Wo Mutter und Tochter denselben Partner teilen
Polygam sind sie, die See-Elefanten-Damen, und attraktiv. Gäbe es sonst einen Grund, den Herrn 5000 und mehr Kilometer anreisen zu lassen?
Herr Mirounga leonina, so der Fachausdruck für den See-Elefanten, wird bis zu 6 Meter lang und bringt dann 4 Tonnen auf die Waage. Sein Revier ist der Südpol, und sein Harem kann aus Hunderten von Weibchen bestehen. Die größten Kolonien werden wie aufgereiht nahe dem 60. Breitengrad gefunden. Dort hilft dem Mann seine Schnauze, die sich zum mächtigen Resonanzboden aufblasen lässt, unliebsame Konkurrenten zu vertreiben. Die überraschende Erkenntnis, von der Arbeitsgruppe um A.R.Hoelzel (School of Biological and Biomedical Sciences in Durham) in Science berichtet, bietet allerdings das Erbmaterial. Die Vergleiche von mitochondrialer DNA und DNA-Markern aus dem Zellkern beweisen, dass die genetische Verbreitung bei den See-Elefanten von den Männern dominiert wird.
Die neuen Erkenntnisse festigen den Wandel, der in den letzten Jahren das Wissen um diese mächtigen Tiere verändert hat. Frühere Beobachtungen waren von der Schwimmleistung beeindruckt: See-Elephanten sollen rechnerisch 20.000 und mehr Kilometer jährlich zurücklegen. Davon ausgenommen schien die Zeit, in der das Junge gesäugt wird, und die Mutter nicht auf Nahrungsfang geht, sondern die Kalorien durch den Abbau des eigenen Körperfetts gewinnt. Dass die Tiere gute und ausdauernde Schwimmer sind, steht weiterhin außer Frage. Allerdings ist die Mobilität keineswegs nomadenhaft. Tierfreunde und Wissenschaftler haben feste Kolonien ausgemacht, die sich vor den Südküsten Amerikas, Afrikas und Australiens regelmäßig und ziemlich stationär nachweisen lassen. Frauengesellschaften leben dort, weil die heranwachsenden See-Elefantinnen offenbar wenig Tendenz besitzen, die mütterliche Nähe zu verlassen.
Das zu-Hause-Bleiben, Philopatrie genannt, schafft das den Tieren eigentümliche soziale Gefüge. Männliche Tiere brauchen mehrere Jahre bis sie geschlechtsreif werden. Wann sie die Kolonie verlassen und wie sie ihr weiteres Leben gestalten, ist noch recht unbekannt. Als vor zwei Jahren M.A.Hindell und Kollegen erstmals herausfanden, dass ein männliches Tier nahezu 5200 Kilometer zurücklegte, um bei den Damen einer Kolonie für Fruchtbarkeit zu sorgen, bestand noch Unglauben. Der jetzige genetische Fingerprint beweist, daß das Herumschwadronieren der männlichen See-Elefanten keine Ausnahme, sondern die Regel ist.

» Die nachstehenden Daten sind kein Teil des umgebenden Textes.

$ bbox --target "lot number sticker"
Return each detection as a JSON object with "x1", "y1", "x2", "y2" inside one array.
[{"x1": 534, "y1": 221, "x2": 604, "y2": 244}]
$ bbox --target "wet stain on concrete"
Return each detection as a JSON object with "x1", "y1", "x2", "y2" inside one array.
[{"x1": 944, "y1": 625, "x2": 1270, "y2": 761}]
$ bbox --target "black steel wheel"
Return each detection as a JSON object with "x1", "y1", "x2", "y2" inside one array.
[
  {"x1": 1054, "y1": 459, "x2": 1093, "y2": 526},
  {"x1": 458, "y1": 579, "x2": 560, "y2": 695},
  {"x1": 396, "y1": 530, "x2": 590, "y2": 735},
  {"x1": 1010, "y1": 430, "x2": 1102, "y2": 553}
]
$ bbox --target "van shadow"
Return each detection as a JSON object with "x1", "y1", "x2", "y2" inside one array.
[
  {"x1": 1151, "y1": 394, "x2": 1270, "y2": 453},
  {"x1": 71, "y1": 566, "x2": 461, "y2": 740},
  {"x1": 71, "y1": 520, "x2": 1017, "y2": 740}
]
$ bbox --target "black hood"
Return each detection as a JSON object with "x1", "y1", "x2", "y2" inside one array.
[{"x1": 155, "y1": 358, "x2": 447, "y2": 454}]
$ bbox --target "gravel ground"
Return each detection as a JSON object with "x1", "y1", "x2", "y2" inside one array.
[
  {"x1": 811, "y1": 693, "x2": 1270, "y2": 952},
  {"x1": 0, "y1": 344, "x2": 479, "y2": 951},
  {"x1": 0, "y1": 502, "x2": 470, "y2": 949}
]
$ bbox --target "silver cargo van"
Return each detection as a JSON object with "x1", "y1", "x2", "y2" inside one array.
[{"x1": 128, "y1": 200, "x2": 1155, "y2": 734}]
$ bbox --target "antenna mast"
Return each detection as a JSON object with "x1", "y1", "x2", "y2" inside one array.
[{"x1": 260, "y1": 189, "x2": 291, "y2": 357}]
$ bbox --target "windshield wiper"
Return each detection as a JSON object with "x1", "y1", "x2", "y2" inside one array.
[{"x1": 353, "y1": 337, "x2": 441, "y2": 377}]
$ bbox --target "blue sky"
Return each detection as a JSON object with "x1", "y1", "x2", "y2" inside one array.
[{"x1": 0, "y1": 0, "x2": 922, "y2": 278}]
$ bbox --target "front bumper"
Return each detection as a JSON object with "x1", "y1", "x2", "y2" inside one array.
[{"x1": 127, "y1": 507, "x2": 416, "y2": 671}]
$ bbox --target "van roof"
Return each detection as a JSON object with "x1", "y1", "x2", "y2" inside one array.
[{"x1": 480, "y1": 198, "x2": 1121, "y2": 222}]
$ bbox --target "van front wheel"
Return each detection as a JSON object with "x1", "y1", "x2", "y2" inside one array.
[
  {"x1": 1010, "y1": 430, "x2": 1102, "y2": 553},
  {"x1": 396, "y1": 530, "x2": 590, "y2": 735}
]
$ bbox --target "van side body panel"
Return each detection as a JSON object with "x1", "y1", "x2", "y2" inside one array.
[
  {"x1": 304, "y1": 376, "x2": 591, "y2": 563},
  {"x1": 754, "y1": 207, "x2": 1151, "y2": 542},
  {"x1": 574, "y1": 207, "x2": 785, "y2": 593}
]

"Die Philopatrie der Weibchen und das Ausgrenzen (dispersal) der Männchen ist für Säugetiere keineswegs ungewöhnlich," erklärt Anna Fabiani, "obwohl der Zweck dieses biologischen Vorganges ohne weitere Einsichten in das soziale Gefüge nicht immer offensichtlich wird und vielfach der beschränkten Sicht des Beobachters entgeht." Beispielsweise hat es lange gedauert, um herauszufinden, warum Löwinnen zusammen bleiben. Inzwischen ist der Grund sehr einsichtig: sie helfen der Mutter bei der Aufzucht des Jungen und schützen zugleich vor der Aggressivität des Rudelführers bis die männlichen Jungtiere entwöhnt sind und ihr eigenes Rudel bilden. Ein weiteres Beispiel für die weibliche Philopatrie sind die Flachland-Gorillas. Deren Verhalten kontrastiert allerdings zu den Gebirgs-Gorillas: hier verlassen die Weibchen das Rudel. Folglich ist das Sozialverhalten nicht unbedingt artspezifisch.
Zur Funktion der Frauenkolonien bei den See-Elefanten darf noch spekuliert werden. Möglicherweise ist die Ansammlung geeignet genug, Angreifer abzuwehren, und möglicherweise stecken die Damen der in ihrer Mitte ruhenden Schwangeren auch hier und da mal etwas zu, damit sie nicht zuviel Fett verliert. Unter diesen Bedingungen ist der dauerhafte Pascha, der erst von einem stärkeren als Rudelführer abgelöst werden muss, unnötig, weil er im Grunde nur zur Vermehrung gebraucht wird. Aus menschlicher Sicht drängt sich die Frage auf: Kommen die Troubadoure aus freien Stücken, oder müssen sie umworben werden?